Let me see if I understand this right.
Vortex is a file format. In their canonicalized, uncompressed form, vortex files are simply Apache Arrow IPC files with some of the bits and bobs moved around a bit (enabling transformation to/from Arrow), plus some extra metadata about types, summary statistics, data layout, etc.
The Vortex spec supports fancy strategies for compressing columns, the ability to store summary statistics alongside data, and the ability to specify special compute operations for particular data columns.

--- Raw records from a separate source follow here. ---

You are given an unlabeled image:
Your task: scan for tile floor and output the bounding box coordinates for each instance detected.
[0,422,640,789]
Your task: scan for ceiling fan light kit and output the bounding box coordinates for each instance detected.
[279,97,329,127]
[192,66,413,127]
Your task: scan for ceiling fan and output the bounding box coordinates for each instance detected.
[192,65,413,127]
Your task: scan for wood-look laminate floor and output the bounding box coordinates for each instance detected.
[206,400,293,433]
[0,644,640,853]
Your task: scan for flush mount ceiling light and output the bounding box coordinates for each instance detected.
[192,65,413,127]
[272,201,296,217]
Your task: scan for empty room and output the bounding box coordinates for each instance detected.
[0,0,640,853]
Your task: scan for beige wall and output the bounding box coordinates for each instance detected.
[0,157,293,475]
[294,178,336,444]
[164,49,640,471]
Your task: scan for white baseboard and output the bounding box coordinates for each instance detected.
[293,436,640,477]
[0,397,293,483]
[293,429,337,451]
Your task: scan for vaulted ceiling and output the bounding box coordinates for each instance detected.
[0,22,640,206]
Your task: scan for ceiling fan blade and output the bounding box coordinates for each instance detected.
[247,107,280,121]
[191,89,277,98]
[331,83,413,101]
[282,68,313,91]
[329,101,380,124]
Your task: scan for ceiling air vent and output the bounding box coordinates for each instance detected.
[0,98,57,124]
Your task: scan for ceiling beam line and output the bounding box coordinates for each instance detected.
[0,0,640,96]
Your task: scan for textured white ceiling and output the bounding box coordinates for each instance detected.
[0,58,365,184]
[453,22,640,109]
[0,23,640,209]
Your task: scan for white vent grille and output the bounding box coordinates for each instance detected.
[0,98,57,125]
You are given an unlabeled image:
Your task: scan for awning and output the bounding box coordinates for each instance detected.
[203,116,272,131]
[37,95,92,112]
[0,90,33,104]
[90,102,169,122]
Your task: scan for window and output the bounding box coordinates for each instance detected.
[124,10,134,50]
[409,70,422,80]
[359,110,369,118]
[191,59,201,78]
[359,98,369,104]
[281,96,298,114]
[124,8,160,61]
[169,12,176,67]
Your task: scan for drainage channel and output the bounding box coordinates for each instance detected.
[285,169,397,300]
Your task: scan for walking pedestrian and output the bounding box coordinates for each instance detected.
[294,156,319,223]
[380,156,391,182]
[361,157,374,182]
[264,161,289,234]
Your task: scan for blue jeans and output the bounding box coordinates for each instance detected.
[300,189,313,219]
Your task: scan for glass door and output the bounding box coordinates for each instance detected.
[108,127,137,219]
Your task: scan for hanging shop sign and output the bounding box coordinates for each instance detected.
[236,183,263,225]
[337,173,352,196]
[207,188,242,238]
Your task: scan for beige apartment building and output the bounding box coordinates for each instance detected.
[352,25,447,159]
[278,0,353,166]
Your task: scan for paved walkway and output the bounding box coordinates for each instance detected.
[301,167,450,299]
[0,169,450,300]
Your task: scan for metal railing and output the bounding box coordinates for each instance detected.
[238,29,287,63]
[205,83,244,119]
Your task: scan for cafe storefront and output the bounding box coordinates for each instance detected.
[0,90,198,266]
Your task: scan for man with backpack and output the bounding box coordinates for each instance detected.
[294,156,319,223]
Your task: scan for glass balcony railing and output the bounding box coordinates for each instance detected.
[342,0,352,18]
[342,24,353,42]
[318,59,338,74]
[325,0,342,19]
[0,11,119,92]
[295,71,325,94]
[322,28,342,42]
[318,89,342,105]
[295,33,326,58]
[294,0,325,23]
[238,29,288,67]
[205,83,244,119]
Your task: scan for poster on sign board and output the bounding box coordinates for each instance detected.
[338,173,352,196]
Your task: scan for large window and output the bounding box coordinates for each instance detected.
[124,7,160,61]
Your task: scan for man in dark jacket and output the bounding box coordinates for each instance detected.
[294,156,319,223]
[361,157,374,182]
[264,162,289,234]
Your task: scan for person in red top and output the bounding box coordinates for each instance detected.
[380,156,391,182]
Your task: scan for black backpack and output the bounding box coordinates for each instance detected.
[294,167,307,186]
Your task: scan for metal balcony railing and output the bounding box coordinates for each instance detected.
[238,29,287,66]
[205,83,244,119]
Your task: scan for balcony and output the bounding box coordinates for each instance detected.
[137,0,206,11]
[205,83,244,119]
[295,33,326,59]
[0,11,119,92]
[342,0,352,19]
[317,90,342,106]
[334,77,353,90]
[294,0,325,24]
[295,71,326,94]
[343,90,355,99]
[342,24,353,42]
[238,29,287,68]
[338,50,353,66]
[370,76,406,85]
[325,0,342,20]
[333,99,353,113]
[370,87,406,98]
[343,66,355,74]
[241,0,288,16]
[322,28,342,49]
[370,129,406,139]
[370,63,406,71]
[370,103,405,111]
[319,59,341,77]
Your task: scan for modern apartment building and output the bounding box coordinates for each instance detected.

Vortex also specifies the schema of the data as metadata, separately from the physical layout of the data on disk. All Arrow arrays can be converted zero-copy into Vortex arrays, but not vice-versa.
Vortex also supports extensions in the form of new encodings and compression strategies. The idea here is that, as new ways of encoding data appear, they can be supported by Vortex without creating a whole new file format.
Vortex-serde is a serde library for Vortex files. In addition to classic serialization/deserialization, it supports giving applications access to all those fancy compute and summary statistics features I mentioned above.
You say "Vortex is a toolkit for working with compressed Apache Arrow arrays in-memory, on-disk, and over-the-wire," but that's kind of like saying "MKV is a toolkit for working with compressed AVI and WAV files." It sounds like Vortex is a flexible file spec that lets you:
1. Work with Arrow arrays on disk with options for compression.
2. Create files that model data that can't be modeled in Arrow due to Arrow's hard coupling between encoding and logical typing.
3. Utilize a bunch of funky and innovative new features not available in existing data file formats and probably only really interesting to people who are nerds about this (laypeople will be interested in the performance improvements, though).
Imagine explaining to a newcomer that you write your app using Vert.x, it consumes AI models from GCP Vertex and uses Vortex for its high-performance columnar file structure.
Thank God this file format is written in Rust, otherwise I'd be extremely skeptical.
Not an expert in the space at all and it does seem like people are exploring new file and table formats so that is really cool!
How does this compare to Lance (https://lancedb.github.io/lance/)?
What do you think the key applied use case for Vortex is?
I do applaud this kind of work. Better, faster tooling for data as files and moving across runtimes is sorely needed.
Two things I would hope to see before I'd start using Vorter is geospatial data support (there's already Geoparquet [1]) and WASM for in-browser Arrow processing. Things like Lonboard [2] and Observable framework [3] rely on Parquet, Arrow and Duckdb files for their powerful data analytics and visualisation.
“Vortex is a toolkit for working with compressed Apache Arrow arrays in-memory, on-disk, and over-the-wire.”
So it’s a toolkit written in Rust. It is not a file format.
Does this fragment columns into rowgroups like Parquet, or is it more of a pure columnstore? IME a data warehouse works much better if each column isn't split into thousands of fragments.
Very cool! Any plans to offer more direct integrations with DataFusion, e.g. a `VertexReaderFactory`, hooks for pushdowns, etc?
This is awesome, you folks are doing great work. I also really enjoyed your blog posts on FSST[1] and FastLanes[2].
[1] https://blog.spiraldb.com/life-in-the-fastlanes [2] https://blog.spiraldb.com/compressing-strings-with-fsst/
There are a bunch of these including fst in the R ecosystem. JDF.jl in the julia ecosystem etc.
Can one edit it in place?
That’s the main thing currently irritating me about parquet
Question: if vortex can "canonicalized" arrow vectors, why doesn't Arrow incorporate this feature?
how does this compare to lance?
> One of the unique attributes of the (in-progress) Vortex file format is that it encodes the physical layout of the data within the file's footer. This allows the file format to be effectively self-describing and to evolve without breaking changes to the file format specification.
That is quite interesting. One challenge in general with parqet and arrow in the otel / observability ecosystem is that the shape of data is not quite known with spans. There are arbitrary attributes on them, and they can change. To the best of my knowledge no particularly great solution exists today for encoding this. I wonder to which degree this system could be "abused" for that.